The scope of Whistleblower Directive

The Whistleblowing Directive (“Directive”) provides a list of relevant fields of EU law where reporting of breaches falls into the scope and protection of the Directive, and which the whistleblower reporting schemes must support.

The fields of EU law captured by the Directive include:

  1. Public procurement
  2. Financial services, products and markets, and prevention of money laundering and terrorist financing
  3. Product safety and compliance
  4. Transport safety
  5. Protection of the environment
  6. Radiation protection and nuclear safety
  7. Food and feed safety, animal health and welfare
  8. Public health
  9. Consumer protection
  10. Protection of privacy and personal data, and security of network and information systems

The requirement for whistleblower reporting scheme is not entirely new: it exists today in the financial services industry.

What the Directive does is that it imposes an obligation to set up whistleblower reporting schemes to a much wider group of companies than before, and captures the company regardles of the type of business and regardless how strong is the connection of the business to the relevant fields of the EU law.
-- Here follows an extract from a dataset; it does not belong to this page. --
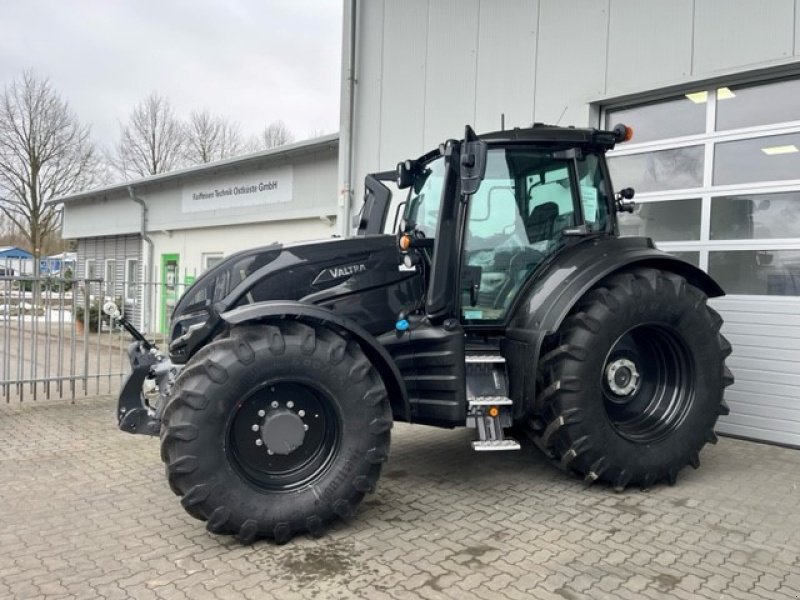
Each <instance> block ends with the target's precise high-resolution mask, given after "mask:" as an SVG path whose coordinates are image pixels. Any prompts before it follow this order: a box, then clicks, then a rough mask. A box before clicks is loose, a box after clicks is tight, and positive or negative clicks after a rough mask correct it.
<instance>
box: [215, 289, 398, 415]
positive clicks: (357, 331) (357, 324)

It is also important to consider that EU Member States may extend the scope of breaches that can enjoy protection of the Directive and fall subject to reporting through whistleblower reporting scheme. The EU Commission in fact invites Member States to go beyond the above minimum list and establish comprehensive frameworks for whistleblower protections based on the principles of the Directive.

It is therefore important to track which other fields of law relevant Member States include to the scope in the national transposition of the Directive.

Additional candidates are likely to be bribery, abuse of public funds, discrimination and workplace harassment.